Les dialogues d’un film me viennent souvent naturellement, or, le babillage permanent au cinéma pour remplir les trous m’insupporte… J’imagine que quand on rencontre quelqu’un et qu’on va dans une chambre d’hôtel on ne parle pas tout le temps, du moins c’est l’idée que je m’en fais.

La réalité au cinéma, c’est quoi, pour vous ?

Mon cinéma n’est pas forcément réaliste, j’aime bien osciller entre réalité et imaginaire, sans trancher. Je ne cherche pas à être quoique ce soit, ni onirique, ni réaliste. Par ailleurs, les moments où je me sens réellement confrontée à la vie, à la réalité, sont rares, je m’en souviens toujours. C’est cet aspect que doit rendre le cinéma: je me fiche un peu de la réalité.

Avez-vous l’impression d’avoir employé Valérie Lemercier et Vincent Lindon à contre emploi ?

Il faut savoir que j’ai eu tout de suite envie de voir Valérie et Vincent dans mon film, personne d’autre. Ensuite, j’entends souvent ce mot de contre emploi, à propos de ces deux acteurs. J’y ai réfléchi: il n’y a pas de contre emploi, ça n’existe pas! Quand j’allais voir les spectacles de Valérie, je voyais déjà ce personnage qui ressemble à Laure. Vincent est très actif dans ses films d’habitude, là il est différent. Mais on ne peut pas dire qu’il y ait contre-emploi, car ils sont comme ça aussi, c’est une part d’eux-mêmes !

Quelle est la signification de la dernière image, le sourire de Laure ?
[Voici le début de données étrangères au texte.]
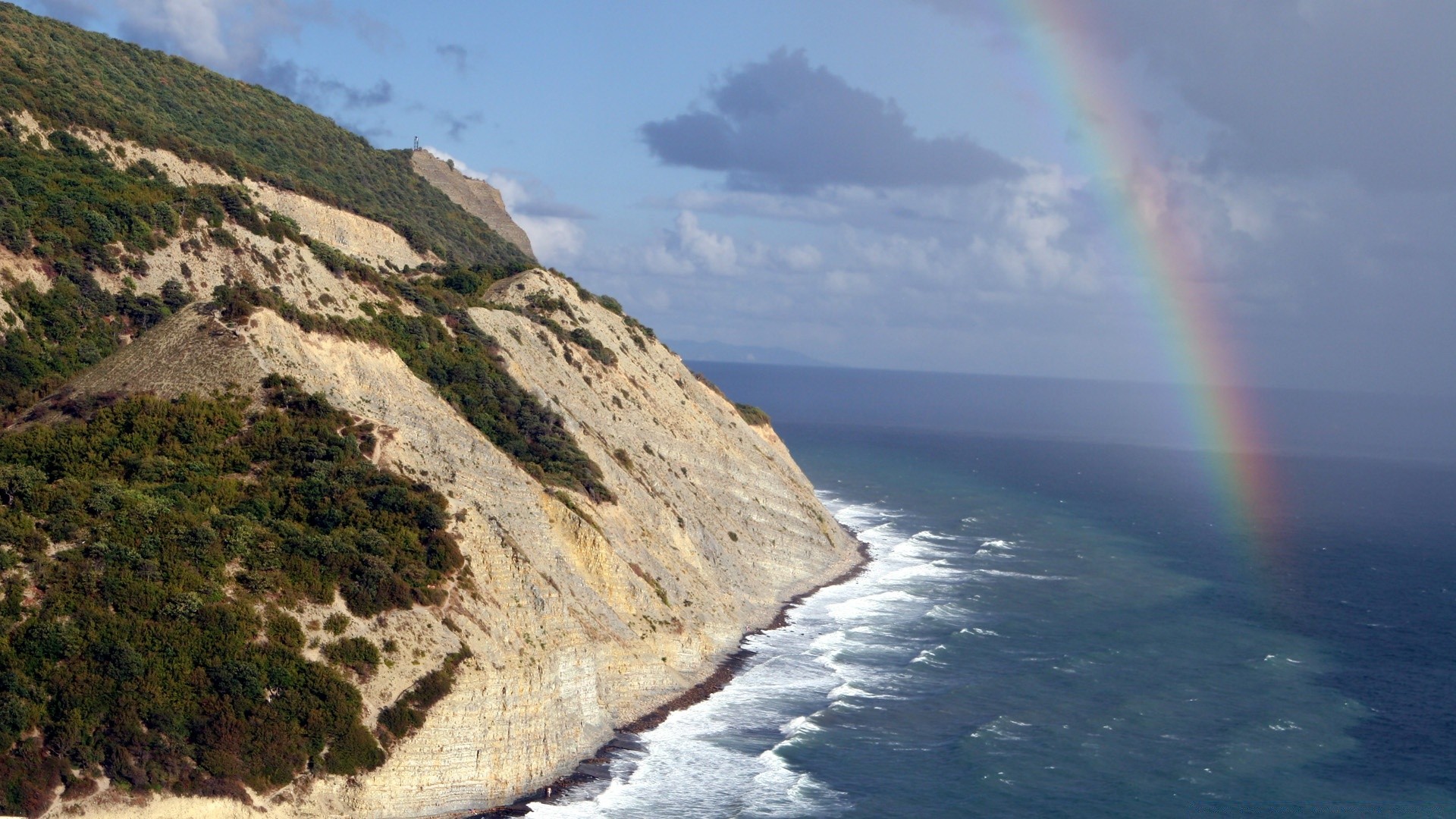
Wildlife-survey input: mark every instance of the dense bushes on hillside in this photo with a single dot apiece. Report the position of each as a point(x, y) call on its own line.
point(72, 77)
point(136, 545)
point(463, 368)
Ce n’est pas un sourire de liberté ou de libération, d’ailleurs je ne sais pas ce qu’est la libération, ce mot me fait peur, je l’ai trop entendu dans ma jeunesse. C’est un sourire qui correspond uniquement à ce moment là, et qui ne vaut que pour elle-même, pour ce choix qu’elle a fait à un moment de sa vie. Il y a des moments où la vie est un enfermement, non pas parce que le mariage est une prison, mais parce que, parfois, la cage thoracique devient vraiment une cage: là elle se sent vivre, et c’est précieux.